Congelar salário no serviço público é o menor dos sacrifícios na crise

Enquanto as filas pelo auxílio emergencial se engrossam e trabalhadores do setor privado têm jornadas e salários reduzidos, proposta de Paulo Guedes  de não reajustar salários é bem mais branda

Publicado em 29/04/2020 às 06h00
Paulo Guedes e Jair Bolsonaro
Paulo Guedes e Jair Bolsonaro. Crédito: Marcos Corrêa/Fotos Públicas

Com a economia paralisada em muitos setores, o avanço do desemprego tornou-se inevitável. Pior do que isso, impossibilitou o próprio trabalho, no caso do exército de pessoas que sobrevive na informalidade. O pesadelo dos últimos cinco anos ficou ainda mais assustador com a pandemia e o impreterível distanciamento social, e todos os dias é possível testemunhar pelo noticiário as intermináveis filas nas quais se encontram aqueles que dependem do auxílio emergencial do governo para atravessar a crise. Estima-se que até 75 milhões de brasileiros devem fazer uso desses R$ 600, o que expõe a massa mais afetada pelas medidas drásticas que se impõem no Brasil e no mundo.

Quem está conseguindo manter o emprego, está tendo que se readequar à nova realidade. São cerca de 24,5 milhões de trabalhadores com carteira assinada no país que devem sofrer impactos da suspensão de contratos ou da redução de salários e jornadas amparadas pela MP 936. Na iniciativa privada, também o meio empresarial passa por suplício, tanto pela interrupção das atividades quanto pela queda abrupta de receitas.  Não há quem esteja tranquilo diante dos impactos da reviravolta socioeconômica provocada pelo novo coronavírus.

Mas, quando se observa o serviço público, a paisagem é outra, bem mais agradável. Obviamente, um caso que não se refere àqueles que estão na ponta do atendimento à sociedade, em destaque neste momento a maioria dos profissionais de saúde, sem salários altos ou benesses. O foco é a elite do funcionalismo, com seus proventos exorbitantes e os privilégios que se acumulam. São intocáveis. A pandemia tem mostrado que nem mesmo uma crise sanitária sem precedentes e com impactos econômicos tão graves é capaz de balançar a blindagem histórica das categorias que se encontram  no topo.

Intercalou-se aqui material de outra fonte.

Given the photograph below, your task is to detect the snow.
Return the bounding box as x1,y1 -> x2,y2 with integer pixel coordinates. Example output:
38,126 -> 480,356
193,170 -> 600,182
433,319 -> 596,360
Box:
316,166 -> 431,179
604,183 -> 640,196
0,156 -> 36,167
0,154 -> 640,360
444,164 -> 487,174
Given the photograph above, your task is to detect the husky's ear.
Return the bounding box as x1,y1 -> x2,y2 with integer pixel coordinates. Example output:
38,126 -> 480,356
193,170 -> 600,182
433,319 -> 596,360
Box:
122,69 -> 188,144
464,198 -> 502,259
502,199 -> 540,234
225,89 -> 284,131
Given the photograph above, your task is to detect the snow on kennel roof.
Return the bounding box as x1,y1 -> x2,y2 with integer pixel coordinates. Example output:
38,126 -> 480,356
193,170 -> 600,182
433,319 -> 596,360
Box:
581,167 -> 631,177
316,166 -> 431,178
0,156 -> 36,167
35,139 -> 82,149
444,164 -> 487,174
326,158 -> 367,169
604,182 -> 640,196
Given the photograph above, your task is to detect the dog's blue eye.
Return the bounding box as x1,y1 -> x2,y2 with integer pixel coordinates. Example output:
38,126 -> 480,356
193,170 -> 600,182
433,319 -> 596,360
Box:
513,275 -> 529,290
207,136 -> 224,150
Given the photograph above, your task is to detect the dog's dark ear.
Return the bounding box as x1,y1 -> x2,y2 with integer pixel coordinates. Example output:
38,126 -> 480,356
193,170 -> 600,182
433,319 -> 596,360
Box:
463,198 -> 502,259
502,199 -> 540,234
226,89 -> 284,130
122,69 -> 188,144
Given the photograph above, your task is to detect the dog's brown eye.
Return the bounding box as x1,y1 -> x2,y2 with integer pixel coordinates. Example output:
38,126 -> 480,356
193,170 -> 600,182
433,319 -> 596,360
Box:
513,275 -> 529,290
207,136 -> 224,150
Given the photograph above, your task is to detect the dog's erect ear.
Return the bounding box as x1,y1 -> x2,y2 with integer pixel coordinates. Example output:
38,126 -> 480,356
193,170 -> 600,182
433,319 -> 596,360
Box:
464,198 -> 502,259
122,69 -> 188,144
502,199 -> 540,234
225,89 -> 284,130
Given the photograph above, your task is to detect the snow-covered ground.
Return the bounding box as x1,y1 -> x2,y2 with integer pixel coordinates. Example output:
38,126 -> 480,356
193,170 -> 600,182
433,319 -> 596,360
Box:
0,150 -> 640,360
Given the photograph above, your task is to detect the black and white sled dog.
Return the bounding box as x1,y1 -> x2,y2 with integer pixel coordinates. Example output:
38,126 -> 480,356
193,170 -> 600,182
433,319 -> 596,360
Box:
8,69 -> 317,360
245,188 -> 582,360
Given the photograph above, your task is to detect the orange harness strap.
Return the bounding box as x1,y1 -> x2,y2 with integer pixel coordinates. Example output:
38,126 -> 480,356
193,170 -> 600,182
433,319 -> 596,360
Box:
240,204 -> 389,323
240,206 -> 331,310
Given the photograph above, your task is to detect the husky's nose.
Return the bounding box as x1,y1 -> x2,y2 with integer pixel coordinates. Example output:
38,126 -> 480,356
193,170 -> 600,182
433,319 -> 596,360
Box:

A reforma da Previdência, no ano passado, arrastou-se em grande parte pela força de grupos de pressão, intransigentes quanto ao compartilhamento dos sacrifícios para conter o rombo. Depois, a reforma administrativa, primeiramente anunciada para dezembro, não conseguiu sair do lugar pelos mesmos motivos.  Com os registros dos primeiros casos de Covid-19 no país, outras urgências ganharam corpo, mas mexer com as prerrogativas do serviço público continua sendo o maior tabu da República.

Tanto que ficou registrado nesta segunda-feira (28) o quanto o tema aterroriza quem está no poder. O presidente Jair Bolsonaro, na coletiva em que o ministro Paulo Guedes pediu que "o funcionalismo público mostre que está com o Brasil", não conseguiu disfarçar o incômodo quando, de uma forma direta, o chefe da pasta da Economia pediu aos servidores que não se mobilizem por reajustes neste momento tão crítico. Não falou em corte de salário, tampouco em fim de estabilidade. Congelamento de salário, hoje, é o menor dos sacrifícios. O constrangimento do presidente diante da fala, com as cutucadas que não conseguiram ser discretas, mostra como é difícil a adesão do setor público, ironicamente, a tudo que é de interesse público. Até mesmo diante da catástrofe.